Another possible explanation for the results of this study may relate to the impact bipolar disorder has on the hypothalamic-pituitary-adrenal (HPA) axis. Patients with bipolar disorder have increased cortisol levels and increased HPA axis activity [26]. Patients with AH have been found to experience adrenal insufficiency that worsens with the severity of the AH [27]. Given the hyperactivity of the HPA axis in the bipolar disorder population, this may help mitigate the adrenal insufficiency that non-bipolar disorder patients with AH experience. In patients with severe AH, use of corticosteroids have demonstrated improved clinical outcomes [28]. Thus, the elevated cortisol levels in bipolar disorder patients may mitigate the risk of progression to acute hepatic failure.
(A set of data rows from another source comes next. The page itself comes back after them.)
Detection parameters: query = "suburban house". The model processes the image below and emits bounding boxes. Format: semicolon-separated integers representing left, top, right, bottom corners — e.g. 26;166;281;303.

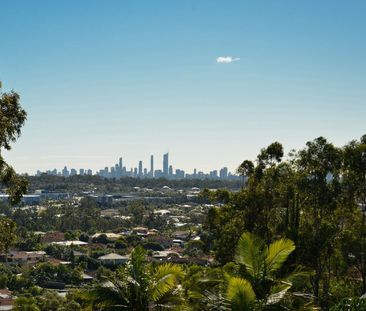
98;253;129;266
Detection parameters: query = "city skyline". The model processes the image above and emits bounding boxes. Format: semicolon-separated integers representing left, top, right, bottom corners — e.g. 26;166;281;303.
35;152;238;180
1;1;366;174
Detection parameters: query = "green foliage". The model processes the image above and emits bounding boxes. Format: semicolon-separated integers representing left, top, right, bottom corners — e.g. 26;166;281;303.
92;233;110;244
13;296;40;311
0;216;17;253
29;263;83;286
85;246;187;310
78;232;90;242
0;83;28;204
142;241;164;251
184;239;205;257
330;298;366;311
114;239;127;249
226;277;256;311
227;231;311;309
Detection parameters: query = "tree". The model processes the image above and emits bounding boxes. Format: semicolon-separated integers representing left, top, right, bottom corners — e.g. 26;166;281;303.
13;297;40;311
129;202;145;225
237;160;254;187
86;246;186;310
0;217;17;256
342;136;366;292
0;81;28;204
226;232;312;310
295;137;342;308
78;232;90;243
330;298;366;311
258;142;284;167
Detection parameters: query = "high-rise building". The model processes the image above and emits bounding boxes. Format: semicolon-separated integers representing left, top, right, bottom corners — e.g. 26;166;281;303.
220;167;228;179
163;153;169;177
150;155;154;177
62;166;69;177
175;169;185;179
138;161;143;177
210;170;218;179
118;157;123;177
154;169;163;178
169;165;173;177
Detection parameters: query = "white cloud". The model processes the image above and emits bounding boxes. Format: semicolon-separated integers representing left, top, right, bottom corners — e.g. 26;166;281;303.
216;56;240;64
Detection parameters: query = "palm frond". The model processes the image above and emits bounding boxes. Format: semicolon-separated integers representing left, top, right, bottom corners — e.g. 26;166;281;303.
150;263;185;304
283;267;313;289
226;276;256;311
235;232;265;279
265;238;295;274
266;283;291;305
85;281;130;310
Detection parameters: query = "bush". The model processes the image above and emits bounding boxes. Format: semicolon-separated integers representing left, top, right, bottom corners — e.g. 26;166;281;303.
142;241;164;251
79;233;90;243
92;234;110;244
114;240;127;249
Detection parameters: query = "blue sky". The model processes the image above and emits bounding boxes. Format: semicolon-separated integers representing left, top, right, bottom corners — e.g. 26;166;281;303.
1;0;365;174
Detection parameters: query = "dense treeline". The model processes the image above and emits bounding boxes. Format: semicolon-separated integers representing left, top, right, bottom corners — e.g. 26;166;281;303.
201;136;366;310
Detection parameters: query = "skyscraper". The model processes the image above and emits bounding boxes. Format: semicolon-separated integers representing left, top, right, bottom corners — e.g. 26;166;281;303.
163;153;169;177
169;165;173;177
150;155;154;177
220;167;228;179
138;161;143;177
118;157;123;177
62;166;69;177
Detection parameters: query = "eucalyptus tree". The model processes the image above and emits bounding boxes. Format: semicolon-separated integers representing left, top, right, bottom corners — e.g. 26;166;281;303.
0;217;17;259
295;137;343;308
242;142;285;243
0;81;27;256
341;136;366;292
237;160;254;188
0;81;28;204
There were several notable limitations of this research. A key limitation relates to the functionality of database research. The NIS database relies on accurate billing by healthcare providers. Lack of precise billing can lead to the over or underrepresentation of the B1D subgroup of patients admitted with AH in addition to the outcomes evaluated in this study. In particular, bipolar disorder is commonly misdiagnosed as unipolar depression, which consequentially reduces the number of B1D patients found to be admitted with AH [29]. Another limitation of this study was its inability to assess the severity of AH or whether the patient was treated with corticosteroids. This is a result of the lack of specific ICD-9 billing codes to help define disease severity or treatment modality for AH. Despite the aforementioned limitations, a significant strength of the study is the ability to assess patient demographics and outcomes of AH on a national scale. In addition, this study was strengthened by the use of a multivariate logistic regression analysis that adjusted for numerous potential confounding variables.

Conclusions

In conclusion, this study demonstrated that B1D may be an independent protective factor against acute hepatic failure in patients with AH. This protective effect is possibly due to the increased frequency of serologic testing and psychiatric screening performed by psychiatrists. Psychiatrists are well-positioned to identify early laboratory abnormalities and treat AUD during their maintenance care of B1D patients. Possibly through modeling after the psychiatric approach to comorbid bipolar disorder and AUD, Internal Medicine and Gastroenterology and Hepatology may be able to play a larger role in helping reduce the number of patients who are admitted with AH and the number of severe AH presentations that occur. In addition, given the hyperactivity of the HPA axis in bipolar disorder patients and the role this may play in reducing acute hepatic failure in AH, further research is warranted to explore the potential benefit of more frequent adrenal insufficiency screening, and subsequent treatment with corticosteroids.